Aku tersenyum tipis mendengar penjelasan Dodi. "Jadi, siapa gadis itu?" tanyaku dengan mata berbinar-binar, bukan kagum, tapi sedih.
"Nadia." Mendengar jawaban Dodi aku benar-benar kaget, aku sangat bersyukur tidak memiliki riwayat penyakit jantung, jika iya mungkin aku sudah mati suri selama 2 kali dalam sehari ini, padahal masih pagi, aku gak ingin mati muda. Dari sekian banyak gadis di kelas, kenapa harus Nadia!?
"Kenapa?" tanyaku tanpa sadar.
"Eh, apa?" heran Dodi.
"Hmmm, kenapa bisa suka sama Nadia?

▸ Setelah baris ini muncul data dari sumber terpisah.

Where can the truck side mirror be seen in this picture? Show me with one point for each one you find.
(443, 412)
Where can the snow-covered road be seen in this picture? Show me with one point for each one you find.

Dan sejak kapan kamu sedikit itu sama dia?" tanyaku masih penasaran.
"Awalnya sih karena aku tidak sengaja membuat bajunya basah dengan teh panasku, jadi aku memberikan tisu padanya. Hanya itu saja kok awal kami berbicara, di kelas sama sekali tidak pernah, dan entah kenapa setelah itu Nadia selalu men-chat ku, bilang terima kasih dan segala macamnya, awalnya aku memang tidak ada niat untuk menanggapi, tapi mau bagaimana lagi, kasihan kan padahal dia meluangkan banyak waktunya dari pagi dan malam untuk men-chat ku tapi aku tak pernah membalas. Namun, perlahan-lahan entah kenapa aku keasikan tiap malam chat-an sama Nadia--"
"Jadi karena itu kamu suka sama dia?" tanyaku memotong pembicaraan Dodi, tak mau sama sekali mendengar sambungan penjelasannya lagi.
"Eh i... iya, kenapa? Kamu cemburu ya?" ledek Dodi.
"Apa sih! Aku cuman mau tau aja, emang salah aku mau tahu tentang sahabatku? Ah! Itu angkutannya sudah datang, ayo naik!" Aku langsung berjalan cepat di depan Dodi, memberhentikan angkot yang mau lewat.
Dodi tidak menjawab lagi, tapi sekilas aku melihat dia tersenyum tadi. Entah apa yang ada dipikiran anak satu ini.
Saat turun dari angkot, hujan mulai turun, aku dan Dodi sama sekali tidak membawa payung, kami terpaksa berlari secepat mungkin, tapi tetap saja pakaian kami basah, tak mungkin bisa menghindar dari air hujan yang berjuta rintikkannya turun dari langit dengan menderu deras.
Pakaian kami akan cepat kering, aku yakin itu. Karena tidak membasahi semua bagian pakaian kami, hanya punggung saja. Aku menghela nafas, sebab Diana sudah duduk di depanku dengan senyuman terlebarnya.
"Bukannya gak nyaman ya pakai baju tapi punggungnya basah gitu?" tanya Diana membalikkan kursinya ke belakang, ke arahku.
"Tidak, biasa saja." Aku menjawab seadanya, sama sekali tidak mau menanggapi basa-basi perempuan satu ini.
"Hei Hana, kenapa sih kamu masih cuek sama aku?" tanya Diana cemberut.
"Tidak apa-apa. Memangnya harus aku peduli padamu?" tanyaku judes, tidak peduli akan perasaan Diana sama sekali.
"Jika sikapmu begitu terus, entar gak ada teman loh, semua orang bakal memilih menjauhi kamu," sahut Diana masih tak ingin kalah.
Aku menghela nafas, tidak tau kenapa, tapi belakangan ini aku sering menghela nafas, sepertinya hidupku benar-benar terasa sangat berat. Mungkin. Karena kedatangan pengganggu ini, Diana. "Aku tidak peduli."